Womersleys Ltd working for Ornate interiors where asked to investigate the extent of damage to the plasterwork and suggest repair work that is nescessary.
The Church has undergone change in the past including a new roof which has put additional strain on the timbers supporting the plasterwork ceilings below but these timbers are not braced strapped or properly connected together and therefore are not properly supporting the plaster below, especially the entabalature above the colonnades that define the aisles, where stone columns support the roof structure above.
Investigating the problems and suggesting a costed shcedule of repairs is essential as a step in to helping conserve this nationally important Grade I listed church. The Church was built in 1718-1719 and Holy Trinity served the growing merchant classes around the port area of Old Sunderland. It had both the dual role of a church and later extended upwards at the front to create space for civic administration and a new west gallery. This created the need to raise the roof in 1803.

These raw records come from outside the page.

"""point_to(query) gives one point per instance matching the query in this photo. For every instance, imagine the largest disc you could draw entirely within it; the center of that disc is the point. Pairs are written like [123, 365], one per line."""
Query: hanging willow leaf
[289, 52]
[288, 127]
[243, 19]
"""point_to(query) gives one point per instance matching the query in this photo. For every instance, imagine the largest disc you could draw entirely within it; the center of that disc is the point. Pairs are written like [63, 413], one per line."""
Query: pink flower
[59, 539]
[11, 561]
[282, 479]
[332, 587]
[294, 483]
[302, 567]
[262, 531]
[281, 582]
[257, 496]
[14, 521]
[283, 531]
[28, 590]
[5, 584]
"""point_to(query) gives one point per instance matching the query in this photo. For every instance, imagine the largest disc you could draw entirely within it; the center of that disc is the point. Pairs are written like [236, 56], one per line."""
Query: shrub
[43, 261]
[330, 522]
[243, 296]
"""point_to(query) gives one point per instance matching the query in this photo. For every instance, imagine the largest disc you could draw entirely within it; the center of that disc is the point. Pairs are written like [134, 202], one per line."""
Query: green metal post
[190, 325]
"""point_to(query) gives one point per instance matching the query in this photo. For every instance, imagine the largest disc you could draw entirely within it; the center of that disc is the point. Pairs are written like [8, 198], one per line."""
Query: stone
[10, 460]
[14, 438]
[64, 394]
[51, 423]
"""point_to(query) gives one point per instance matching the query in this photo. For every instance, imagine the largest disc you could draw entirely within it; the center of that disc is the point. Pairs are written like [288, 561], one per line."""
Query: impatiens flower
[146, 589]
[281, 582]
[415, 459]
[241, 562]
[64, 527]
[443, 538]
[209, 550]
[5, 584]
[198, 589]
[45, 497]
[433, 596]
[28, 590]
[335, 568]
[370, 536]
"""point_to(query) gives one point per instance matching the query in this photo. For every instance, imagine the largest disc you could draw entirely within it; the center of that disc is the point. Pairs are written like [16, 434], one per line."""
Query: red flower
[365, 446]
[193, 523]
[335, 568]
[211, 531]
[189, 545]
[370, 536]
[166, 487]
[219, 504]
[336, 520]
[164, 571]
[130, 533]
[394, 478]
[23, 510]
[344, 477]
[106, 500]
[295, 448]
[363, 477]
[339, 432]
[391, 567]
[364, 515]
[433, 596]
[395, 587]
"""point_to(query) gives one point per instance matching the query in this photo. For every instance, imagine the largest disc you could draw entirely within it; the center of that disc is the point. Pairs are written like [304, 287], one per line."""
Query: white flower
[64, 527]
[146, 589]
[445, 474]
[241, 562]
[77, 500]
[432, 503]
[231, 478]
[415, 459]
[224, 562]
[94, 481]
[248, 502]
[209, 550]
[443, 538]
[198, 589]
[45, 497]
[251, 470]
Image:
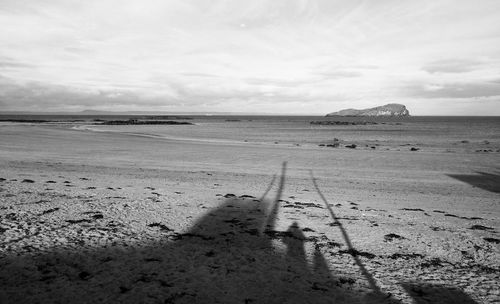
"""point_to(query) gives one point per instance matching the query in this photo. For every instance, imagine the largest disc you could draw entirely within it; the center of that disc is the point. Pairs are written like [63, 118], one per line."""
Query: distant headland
[391, 109]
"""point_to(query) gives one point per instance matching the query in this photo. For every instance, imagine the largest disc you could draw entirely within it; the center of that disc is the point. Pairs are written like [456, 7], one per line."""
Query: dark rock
[492, 240]
[392, 236]
[480, 227]
[412, 209]
[355, 252]
[161, 226]
[50, 210]
[84, 275]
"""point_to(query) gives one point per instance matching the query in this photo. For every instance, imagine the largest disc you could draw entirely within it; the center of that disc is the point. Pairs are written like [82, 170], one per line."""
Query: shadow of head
[430, 293]
[483, 180]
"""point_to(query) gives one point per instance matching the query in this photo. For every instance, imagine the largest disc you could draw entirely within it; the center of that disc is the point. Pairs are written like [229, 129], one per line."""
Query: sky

The church is built in a Baroque style and had an internal sanctuary added beyond the alter 15 years after the church was built. Internally the church is lit by large windows. The nave is divided from the aisles by two colonnades of tall slender stone columns with plastered bases above timber faced pedestals. The columns support Corinthian capitals and carry entablatures with egg and dart below the frieze and a modillion cornice above. This entablature is carried on around the tops of the walls within the main body of the church.
In 1842 Side galleries where added within the aisles but these removed in 1935 during major restoration works. The ceiling was repaired after Second World War damage.
As with many grand churches dwindling congregations saw the church close in 1988.
Repair To Interior Walls
The report found that the majority of the damaged plaster both original lime plaster, latter gypsum plasters and cement renders have failed because of the prolonged water penetration into the walls caused by blocked, damaged and inadequate gutters and drainpipes. Other areas of plasterwork in the church have failed because of the accumulation of debris within them, broken and decayed wads and failing timber supports above. The supporting structures for the lime plaster that has been run in situ and the fibrous elements need complete repair and reinstatement.
The report contains many diagrams, like the one below, which outline the suggested areas in need of repair , the cause of the damage and a schedule of repairs.
Nearly all the paint finishes in the church are either vinyl silk or matt acrylic based emulsions. This means that even when water has stopped penetrating the building because of the remedial works already carried out by the church, lower levels of dampness in the walls will not be able to escape through a plastic based paint.
The report also suggets that any repainting of whole walls should be carried out with pure mineral paints such as Beeck Quartz Paint but where existing emulsions remain, patching new dry plaster and repainting existing adjacent rubbed down old paint should be carried out with breathable Aglaia natural emulsions.